The U.S. Food and Drug Administration (FDA) has issued a warning about a popular antibiotic, and the potential heart problems that it may cause.
Specifically, the FDA is warning that Azithromycin, sold as Zithromax (Z-Pak) and made by Pfizer, can cause a potentially fatal irregular heart rhythm in some patients. The agency is basing it’s statement on a study by medical researchers as well as a company study assessing the drug’s potential for causing abnormal changes in the electrical activity of the heart.
The New England Journal of Medicine compared the risk of cardiovascular death in patients who took Zithromax with those who took several other antibiotics, including amoxicillin. It found that patients who took Zithromax had higher rates of fatal heart issues.
How does this drug cause hearth problems? According to research, it can alter the electrical activity of the heart, which may lead to a potentially fatal heart rhythm known as prolonged QT interval, in which the timing of the heart’s contractions becomes irregular.

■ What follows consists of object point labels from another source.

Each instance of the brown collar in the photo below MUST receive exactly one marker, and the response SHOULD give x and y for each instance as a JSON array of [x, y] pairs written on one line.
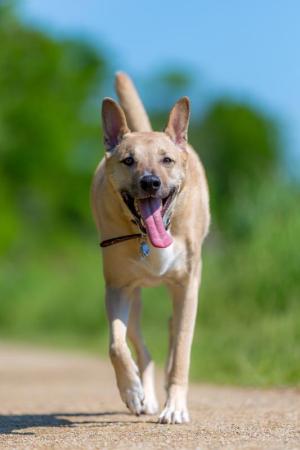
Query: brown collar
[[119, 239]]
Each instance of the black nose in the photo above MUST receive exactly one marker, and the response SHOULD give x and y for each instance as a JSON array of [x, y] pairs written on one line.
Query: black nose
[[150, 183]]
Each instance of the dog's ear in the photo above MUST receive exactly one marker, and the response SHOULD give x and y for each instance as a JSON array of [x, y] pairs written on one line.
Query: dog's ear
[[178, 123], [114, 124]]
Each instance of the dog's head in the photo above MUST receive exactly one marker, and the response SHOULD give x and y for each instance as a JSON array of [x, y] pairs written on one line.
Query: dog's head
[[147, 168]]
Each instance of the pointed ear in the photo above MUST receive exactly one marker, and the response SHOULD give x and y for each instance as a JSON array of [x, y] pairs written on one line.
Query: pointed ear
[[178, 124], [114, 123]]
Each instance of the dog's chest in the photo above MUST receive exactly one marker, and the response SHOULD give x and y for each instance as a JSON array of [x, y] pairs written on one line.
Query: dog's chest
[[161, 261]]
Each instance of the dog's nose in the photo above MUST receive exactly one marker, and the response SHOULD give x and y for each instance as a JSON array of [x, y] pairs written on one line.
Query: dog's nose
[[150, 183]]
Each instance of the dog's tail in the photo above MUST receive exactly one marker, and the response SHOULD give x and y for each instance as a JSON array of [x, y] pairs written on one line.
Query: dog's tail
[[135, 112]]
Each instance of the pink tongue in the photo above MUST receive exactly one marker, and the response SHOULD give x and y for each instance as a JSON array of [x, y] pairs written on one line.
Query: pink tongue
[[151, 213]]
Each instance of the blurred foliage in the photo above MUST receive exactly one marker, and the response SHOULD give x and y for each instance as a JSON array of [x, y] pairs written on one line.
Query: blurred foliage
[[47, 142], [50, 282]]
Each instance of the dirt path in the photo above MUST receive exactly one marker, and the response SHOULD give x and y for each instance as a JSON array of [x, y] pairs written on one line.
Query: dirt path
[[56, 400]]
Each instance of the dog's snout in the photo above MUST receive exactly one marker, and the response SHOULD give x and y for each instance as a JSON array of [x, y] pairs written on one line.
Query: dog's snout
[[150, 183]]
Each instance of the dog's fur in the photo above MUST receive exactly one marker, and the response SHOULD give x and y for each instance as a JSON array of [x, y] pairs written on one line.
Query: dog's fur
[[178, 266]]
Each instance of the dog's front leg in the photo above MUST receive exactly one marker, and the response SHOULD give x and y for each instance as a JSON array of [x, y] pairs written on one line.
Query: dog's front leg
[[118, 307], [185, 300]]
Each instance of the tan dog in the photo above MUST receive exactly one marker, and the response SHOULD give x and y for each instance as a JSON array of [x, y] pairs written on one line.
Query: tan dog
[[150, 188]]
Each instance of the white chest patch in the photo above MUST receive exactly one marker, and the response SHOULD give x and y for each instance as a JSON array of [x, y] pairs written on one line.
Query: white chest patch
[[162, 260]]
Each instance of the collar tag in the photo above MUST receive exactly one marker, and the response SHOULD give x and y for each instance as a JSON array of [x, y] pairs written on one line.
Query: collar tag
[[144, 249]]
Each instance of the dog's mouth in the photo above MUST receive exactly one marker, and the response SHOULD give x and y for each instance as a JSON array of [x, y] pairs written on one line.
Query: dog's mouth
[[152, 215]]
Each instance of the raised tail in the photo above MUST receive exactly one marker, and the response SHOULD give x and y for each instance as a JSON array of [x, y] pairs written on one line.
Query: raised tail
[[131, 103]]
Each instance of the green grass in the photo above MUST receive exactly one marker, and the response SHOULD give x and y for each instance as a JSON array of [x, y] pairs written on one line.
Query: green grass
[[248, 326]]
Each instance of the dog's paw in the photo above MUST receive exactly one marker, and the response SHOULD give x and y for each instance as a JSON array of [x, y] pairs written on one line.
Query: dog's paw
[[175, 410], [133, 396]]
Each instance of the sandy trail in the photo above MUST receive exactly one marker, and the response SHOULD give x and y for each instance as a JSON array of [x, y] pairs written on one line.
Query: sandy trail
[[59, 400]]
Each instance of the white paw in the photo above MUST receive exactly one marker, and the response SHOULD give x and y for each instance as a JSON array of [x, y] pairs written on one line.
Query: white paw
[[175, 410], [133, 396], [171, 415]]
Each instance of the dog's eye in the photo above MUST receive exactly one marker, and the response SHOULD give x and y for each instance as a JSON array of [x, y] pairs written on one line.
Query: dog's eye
[[128, 161], [167, 160]]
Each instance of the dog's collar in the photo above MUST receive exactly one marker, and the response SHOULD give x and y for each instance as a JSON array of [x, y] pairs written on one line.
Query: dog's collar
[[119, 239]]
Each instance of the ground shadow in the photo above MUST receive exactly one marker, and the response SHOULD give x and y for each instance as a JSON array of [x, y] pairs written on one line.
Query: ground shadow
[[16, 423]]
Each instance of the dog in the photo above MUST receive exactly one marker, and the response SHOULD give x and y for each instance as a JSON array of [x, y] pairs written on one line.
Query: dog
[[150, 203]]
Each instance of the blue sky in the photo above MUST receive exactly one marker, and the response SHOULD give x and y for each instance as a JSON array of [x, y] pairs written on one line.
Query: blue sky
[[249, 49]]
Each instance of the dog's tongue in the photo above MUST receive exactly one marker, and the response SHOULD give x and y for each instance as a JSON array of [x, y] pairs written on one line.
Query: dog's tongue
[[151, 213]]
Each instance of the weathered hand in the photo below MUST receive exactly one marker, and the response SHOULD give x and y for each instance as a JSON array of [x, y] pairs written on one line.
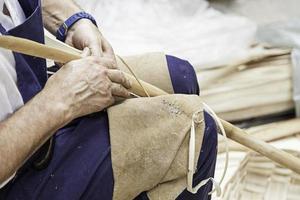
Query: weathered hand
[[86, 86], [85, 34]]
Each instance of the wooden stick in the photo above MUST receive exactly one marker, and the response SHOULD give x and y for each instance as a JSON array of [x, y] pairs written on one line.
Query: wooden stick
[[39, 50], [62, 56]]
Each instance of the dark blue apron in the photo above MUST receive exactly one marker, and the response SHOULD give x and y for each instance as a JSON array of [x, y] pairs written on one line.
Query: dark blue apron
[[80, 167]]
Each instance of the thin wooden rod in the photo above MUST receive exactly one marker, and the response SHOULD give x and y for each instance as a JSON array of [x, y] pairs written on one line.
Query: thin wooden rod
[[236, 134], [60, 55]]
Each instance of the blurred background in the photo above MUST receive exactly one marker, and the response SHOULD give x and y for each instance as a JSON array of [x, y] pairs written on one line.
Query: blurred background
[[246, 56]]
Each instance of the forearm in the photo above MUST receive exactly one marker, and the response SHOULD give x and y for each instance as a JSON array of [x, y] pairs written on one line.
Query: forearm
[[25, 131], [55, 12]]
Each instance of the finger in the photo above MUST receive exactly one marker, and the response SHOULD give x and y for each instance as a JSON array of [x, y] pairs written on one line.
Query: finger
[[117, 76], [86, 52], [104, 62], [107, 49], [96, 49], [119, 91]]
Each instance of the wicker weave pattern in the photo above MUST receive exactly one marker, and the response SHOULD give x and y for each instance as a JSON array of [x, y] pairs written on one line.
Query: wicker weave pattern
[[258, 178]]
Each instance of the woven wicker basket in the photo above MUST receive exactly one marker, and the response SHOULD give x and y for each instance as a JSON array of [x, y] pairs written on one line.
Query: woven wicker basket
[[258, 178]]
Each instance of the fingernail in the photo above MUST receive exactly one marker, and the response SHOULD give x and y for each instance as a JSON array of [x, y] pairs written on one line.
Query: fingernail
[[129, 83]]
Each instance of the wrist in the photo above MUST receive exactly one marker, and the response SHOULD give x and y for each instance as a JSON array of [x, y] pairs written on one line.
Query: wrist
[[55, 111]]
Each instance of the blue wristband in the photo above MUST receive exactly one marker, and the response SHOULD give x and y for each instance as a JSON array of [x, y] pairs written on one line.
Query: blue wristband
[[63, 29]]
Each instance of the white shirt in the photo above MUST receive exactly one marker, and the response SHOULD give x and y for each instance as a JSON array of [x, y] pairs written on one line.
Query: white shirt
[[10, 97]]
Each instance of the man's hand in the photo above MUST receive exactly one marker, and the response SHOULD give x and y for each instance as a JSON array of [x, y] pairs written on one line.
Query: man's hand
[[86, 86], [85, 34]]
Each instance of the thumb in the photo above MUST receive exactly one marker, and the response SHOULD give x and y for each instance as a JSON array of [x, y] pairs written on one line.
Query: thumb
[[96, 49], [86, 52]]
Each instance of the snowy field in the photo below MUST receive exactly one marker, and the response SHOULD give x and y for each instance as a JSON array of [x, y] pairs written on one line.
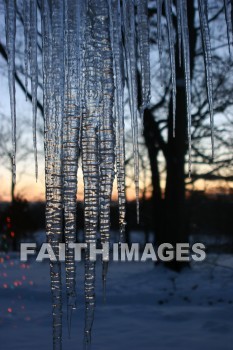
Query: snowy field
[[147, 307]]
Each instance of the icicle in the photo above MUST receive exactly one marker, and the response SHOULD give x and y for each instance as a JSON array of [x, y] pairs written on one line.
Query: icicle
[[130, 52], [178, 30], [70, 146], [182, 4], [52, 29], [90, 161], [106, 131], [208, 62], [116, 40], [228, 8], [34, 72], [172, 57], [10, 20], [144, 51], [26, 16], [159, 30]]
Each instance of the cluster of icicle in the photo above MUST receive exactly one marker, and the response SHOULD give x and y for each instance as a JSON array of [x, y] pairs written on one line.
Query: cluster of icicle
[[89, 49]]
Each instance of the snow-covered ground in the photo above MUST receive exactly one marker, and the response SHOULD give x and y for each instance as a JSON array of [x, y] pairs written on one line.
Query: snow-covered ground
[[147, 307]]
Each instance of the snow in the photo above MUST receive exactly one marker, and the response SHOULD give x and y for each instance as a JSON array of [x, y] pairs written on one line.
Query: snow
[[147, 307]]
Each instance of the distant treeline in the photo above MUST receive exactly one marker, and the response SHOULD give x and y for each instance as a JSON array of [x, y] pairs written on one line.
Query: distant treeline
[[203, 214]]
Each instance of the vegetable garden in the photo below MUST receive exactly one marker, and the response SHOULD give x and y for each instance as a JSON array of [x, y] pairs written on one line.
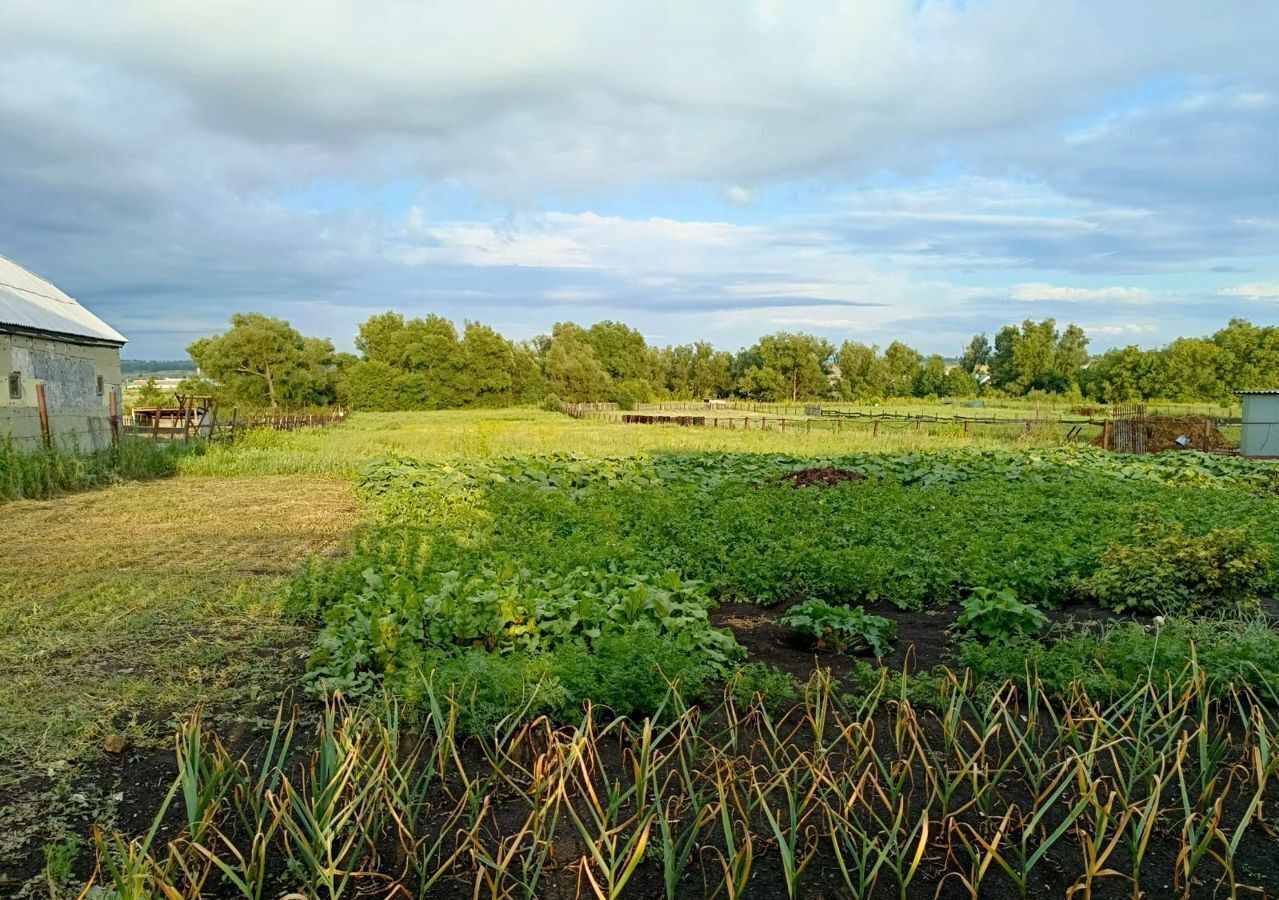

The FDA advised doctors to take caution when recommending Zithromax to patients who either have heart problems, or cardiovascular risk factors. The at-risk group includes people with low levels of potassium or magnesium, a slower-than-normal heart rate, or people who take certain drugs used to treat abnormal heart rhythms, or arrhythmias.
The FDA noted that other drugs in the same class as azithromycin known as macrolides also have the potential for causing QT prolongation, as do non-macrolide antibiotics, such as fluoroquinolones, and doctors need to consider all of these risks when choosing an antibiotic.
In response to the FDA, Pfizer released an emailed statement that most patients will not be affected by this label change, and that other antibiotics in the same class have similar risks.
“Patients who are currently prescribed Zithromax should talk to their doctors or healthcare providers if they have questions regarding their treatment,” the company said.